Tak lama, Tia keluar dan membawa handycam serta buku-buku tebal, entah apa kegunaannya. Farid bingung sebab Tia membawa buku Harry Potter, ditumpuk di meja, lalu handycam ditaruh di sana. Ia baru mengetahui bahwa itulah benda yang dimaksud Tia sebagai penyangga.
"Kamu suka baca Harry Potter?"
"Iya, suka. Kamu suka juga, Farid?"
Farid mengangguk. "Tetapi, aku belum menonton filmnya. Lebih suka membaca."
Wajah Tia langsung berseri-seri. "Kalau gitu, nanti kita nonton bareng aja!"
"Eh ... oke. Setuju."
Tia mengangguk ditambah tersenyum lebar. Beralih ke biolanya, ia membuka tas dan mengambil biola, ditaruh di bawah dagu bersamaan mengambil bow. Farid memperhatikan saja apa yang dilakukan perempuan itu. Entah mengapa, ia merasa cukup tertarik melihat Tia sibuk dengan dunianya.
"Farid, kamu yang pencetkan tombol mulainya, ya. Kamu kasih aba-aba dulu, baru aku mulai."
Farid mengangguk, berselisihan dengan Tia yang berjalan ke posisinya tadi, sedangkan dirinya ke belakang handycam.
"Sudah siap?" tanya Farid sambil mengawasi Tia yang terlihat dari layar kecil.
"Bentar ... eum, oke. Sudah."
"Dalam hitungan ketiga, ya. Satu, dua, tiga!"
"Halo dewan juri Ajang Pencarian Bakat Indonesia! Nama saya Tia, saya masih kelas 11 SMA. Di kesempatan ini, saya akan menunjukkan bakat saya sebagai violis. Yang saya bawakan adalah dari Paganini's Caprice no. 5. Selamat mendengarkan."

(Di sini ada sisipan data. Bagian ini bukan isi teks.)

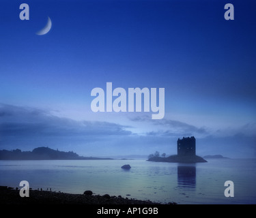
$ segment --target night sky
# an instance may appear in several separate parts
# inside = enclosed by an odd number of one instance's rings
[[[0,149],[171,155],[194,136],[199,155],[256,157],[256,3],[226,1],[1,1]],[[109,82],[165,88],[165,117],[92,112]]]

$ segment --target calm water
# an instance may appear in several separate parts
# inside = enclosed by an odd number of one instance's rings
[[[179,204],[256,204],[256,159],[208,159],[181,164],[145,160],[0,161],[0,185],[176,202]],[[132,168],[121,168],[124,164]],[[234,198],[224,183],[234,183]],[[126,196],[126,195],[130,195]]]

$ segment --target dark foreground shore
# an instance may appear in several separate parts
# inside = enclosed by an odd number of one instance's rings
[[[48,191],[30,190],[29,197],[21,198],[19,190],[0,189],[1,204],[161,204],[121,196],[72,194]],[[169,204],[175,204],[170,202]]]

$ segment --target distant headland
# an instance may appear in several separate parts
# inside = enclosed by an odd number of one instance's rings
[[[42,159],[112,159],[111,158],[100,158],[94,157],[79,156],[73,151],[60,151],[48,147],[38,147],[32,151],[21,151],[20,149],[0,151],[1,160],[42,160]]]
[[[207,162],[203,157],[195,154],[195,138],[194,136],[178,139],[177,142],[177,155],[169,157],[160,157],[159,153],[150,155],[147,161],[170,163],[203,163]],[[165,155],[164,155],[165,156]]]
[[[227,158],[229,159],[229,157],[223,157],[221,155],[205,155],[203,156],[204,158],[213,158],[213,159],[220,159],[220,158]]]

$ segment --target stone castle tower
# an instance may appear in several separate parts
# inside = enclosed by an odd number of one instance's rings
[[[178,139],[177,141],[178,156],[195,155],[195,138],[194,136]]]

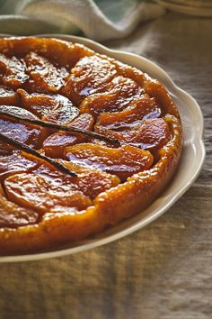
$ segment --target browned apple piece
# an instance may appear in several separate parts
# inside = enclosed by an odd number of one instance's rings
[[[56,171],[49,164],[45,163],[38,169],[32,170],[37,175],[48,177],[60,185],[71,185],[71,187],[80,190],[86,196],[94,198],[102,192],[116,187],[119,182],[119,178],[114,175],[102,172],[93,168],[84,168],[69,161],[60,160],[64,166],[77,174],[75,178],[69,178],[66,175]]]
[[[0,110],[10,112],[11,114],[28,117],[31,119],[37,118],[31,113],[18,106],[0,105]],[[8,137],[15,139],[21,142],[26,143],[32,148],[40,148],[45,135],[43,129],[31,124],[18,123],[10,117],[0,115],[0,132]],[[0,148],[4,148],[5,143],[0,141]],[[8,149],[13,150],[12,146]]]
[[[155,98],[143,95],[133,100],[130,105],[121,112],[102,113],[98,117],[95,127],[105,127],[109,130],[126,130],[137,125],[139,121],[161,116],[161,109]]]
[[[54,63],[71,68],[80,58],[94,54],[93,50],[82,44],[58,39],[36,37],[1,39],[0,51],[9,55],[12,50],[19,57],[24,57],[30,51],[37,52],[50,59]]]
[[[67,97],[57,95],[54,98],[57,105],[47,115],[44,115],[42,120],[58,124],[68,124],[79,115],[78,107],[73,105]]]
[[[121,144],[130,143],[141,149],[160,149],[171,138],[167,122],[162,118],[146,120],[134,126],[132,130],[117,132],[103,126],[96,126],[96,131],[108,137],[118,139]]]
[[[65,68],[56,67],[48,59],[35,52],[24,58],[31,80],[27,88],[41,93],[57,93],[65,83],[68,72]]]
[[[45,95],[42,93],[29,94],[23,89],[18,89],[21,105],[49,122],[65,123],[72,121],[79,114],[77,107],[72,102],[60,95]]]
[[[84,57],[72,68],[61,92],[79,105],[84,97],[102,90],[116,73],[115,66],[108,59]]]
[[[26,226],[36,223],[38,219],[38,213],[20,207],[0,196],[0,228]]]
[[[71,178],[45,163],[30,174],[16,174],[4,181],[9,200],[40,214],[75,213],[91,205],[90,198],[119,183],[117,177],[65,163],[77,173]]]
[[[78,129],[91,131],[93,126],[93,117],[91,114],[84,114],[70,123],[71,126]],[[63,158],[64,149],[66,146],[75,145],[86,141],[83,134],[56,132],[49,136],[43,142],[43,149],[46,155],[52,158]]]
[[[4,181],[4,190],[9,200],[40,214],[66,212],[72,214],[92,205],[91,199],[74,184],[60,184],[34,173],[16,174]]]
[[[0,86],[0,105],[18,105],[19,97],[12,88]]]
[[[22,87],[29,78],[25,71],[26,65],[22,59],[7,58],[4,54],[0,54],[0,72],[4,85],[12,88]]]
[[[101,144],[82,143],[66,148],[65,155],[72,163],[115,174],[121,180],[149,169],[154,160],[148,150],[130,145],[111,149]]]
[[[0,153],[0,182],[15,173],[30,172],[38,166],[38,161],[29,158],[20,150],[13,150],[11,154]]]
[[[117,77],[105,87],[103,93],[92,95],[80,105],[82,113],[90,113],[93,116],[104,112],[119,112],[139,96],[142,89],[130,78]]]

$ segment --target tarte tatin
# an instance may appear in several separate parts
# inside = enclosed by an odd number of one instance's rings
[[[141,70],[57,39],[0,40],[0,253],[54,249],[140,213],[181,153]]]

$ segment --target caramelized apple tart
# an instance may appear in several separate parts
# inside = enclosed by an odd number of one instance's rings
[[[54,249],[149,205],[181,153],[178,110],[141,70],[77,43],[0,40],[0,253]]]

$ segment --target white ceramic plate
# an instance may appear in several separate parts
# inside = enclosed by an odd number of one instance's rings
[[[200,171],[205,157],[205,148],[202,141],[203,117],[199,105],[190,95],[179,88],[170,77],[155,63],[136,54],[110,50],[84,38],[58,34],[45,34],[42,36],[57,37],[83,43],[97,52],[107,54],[110,57],[140,68],[142,71],[148,73],[153,77],[161,81],[170,92],[180,110],[184,134],[182,157],[179,169],[166,190],[147,209],[136,216],[123,221],[119,225],[101,234],[93,236],[84,241],[70,243],[57,251],[49,251],[34,254],[4,256],[0,257],[0,262],[35,260],[69,255],[116,241],[145,227],[167,211],[167,209],[191,186]]]

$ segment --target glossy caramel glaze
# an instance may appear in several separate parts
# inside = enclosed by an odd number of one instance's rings
[[[137,214],[181,158],[181,119],[163,85],[77,43],[1,39],[1,111],[93,131],[119,145],[0,115],[0,132],[76,174],[0,141],[0,254],[53,248]]]

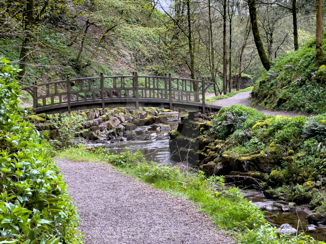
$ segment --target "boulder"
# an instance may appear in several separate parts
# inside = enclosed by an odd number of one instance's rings
[[[165,115],[159,115],[157,116],[157,118],[161,121],[160,123],[165,123],[168,121],[168,118]],[[158,123],[157,123],[158,124]]]
[[[179,112],[163,112],[160,113],[160,115],[166,116],[169,121],[177,120],[179,116]]]
[[[282,234],[290,234],[296,233],[297,230],[288,224],[283,224],[276,230],[278,233]]]
[[[115,128],[120,124],[120,120],[116,117],[114,117],[112,119],[108,120],[106,124],[108,129],[110,129],[112,128]]]
[[[98,126],[102,122],[102,118],[94,119],[91,121],[91,126]]]
[[[101,131],[101,130],[100,129],[100,128],[99,126],[92,126],[89,129],[90,129],[91,130],[91,131],[93,131],[93,132],[95,132],[97,130]]]
[[[91,120],[95,118],[95,113],[93,110],[89,110],[86,113],[87,119],[89,120]]]
[[[126,121],[126,118],[125,117],[125,115],[116,115],[115,117],[117,118],[119,120],[120,120],[120,122],[122,123],[123,123],[125,122]]]
[[[134,141],[136,137],[136,133],[134,132],[131,132],[127,134],[126,136],[127,141]]]
[[[86,121],[84,124],[84,128],[85,129],[87,129],[91,127],[91,121]]]
[[[105,129],[106,129],[106,124],[101,124],[99,126],[98,126],[98,128],[99,128],[99,130],[101,131],[103,131]]]
[[[139,113],[139,117],[141,119],[144,119],[147,117],[147,113],[146,112],[141,112]]]
[[[45,122],[45,119],[41,118],[37,115],[28,115],[27,117],[28,120],[32,123],[38,124],[38,123],[44,123]]]
[[[45,115],[45,113],[43,113],[43,114],[40,114],[39,115],[37,115],[37,116],[38,116],[38,117],[40,117],[41,118],[42,118],[42,119],[44,119],[45,120],[46,119],[45,118],[46,115]]]
[[[210,176],[214,174],[215,170],[215,165],[214,163],[208,163],[199,166],[199,169],[205,173],[205,175]]]
[[[122,124],[122,125],[126,128],[126,129],[131,131],[136,129],[137,128],[137,125],[131,123],[124,123]]]
[[[160,124],[160,127],[161,130],[170,130],[171,127],[169,125],[164,125],[163,124]]]
[[[155,124],[160,124],[161,123],[161,119],[159,117],[157,116],[154,117],[154,123]]]
[[[112,129],[107,130],[105,133],[105,135],[110,140],[114,139],[114,137],[117,135],[117,132],[115,130],[115,129]]]
[[[115,131],[117,132],[117,134],[118,135],[123,134],[125,129],[126,128],[121,124],[119,125],[115,128]]]
[[[143,134],[151,134],[152,132],[152,131],[150,131],[148,129],[146,129],[145,130],[143,130],[142,133]]]

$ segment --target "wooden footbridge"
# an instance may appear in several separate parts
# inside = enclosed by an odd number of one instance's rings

Kedua alis Farid bertaut karena mendengar nama asing yang dikatakan Tia. memperhatikan saja bagaimana Tia di layar handycam, gesekan pertama dimulai. Baru beberapa detik, matanya membelalak mendengar seberapa indahnya permainan biola yang Tia bawakan. Mendongak, melihat Tia setengah memejam memainkan biola di bahu. Tubuhnya bergerak seiring alunan gesekan biola. Farid sedikit ternganga. Ia tak menyangka, Tia akan membawakan lagu dengan nada seintens itu. Ia pikir, Tia hanya bisa membawakan lagu-lagu pop saja.
Ada sekitar dua menit ia larut dalam nada-nada indah permainan biola Tia, sampai terakhir, perempuan di depan mengangkat bow. Lalu, menunduk hormat dan mengatakan, "Terima kasih dewan juri. Semoga saya lolos ke babak selanjutnya."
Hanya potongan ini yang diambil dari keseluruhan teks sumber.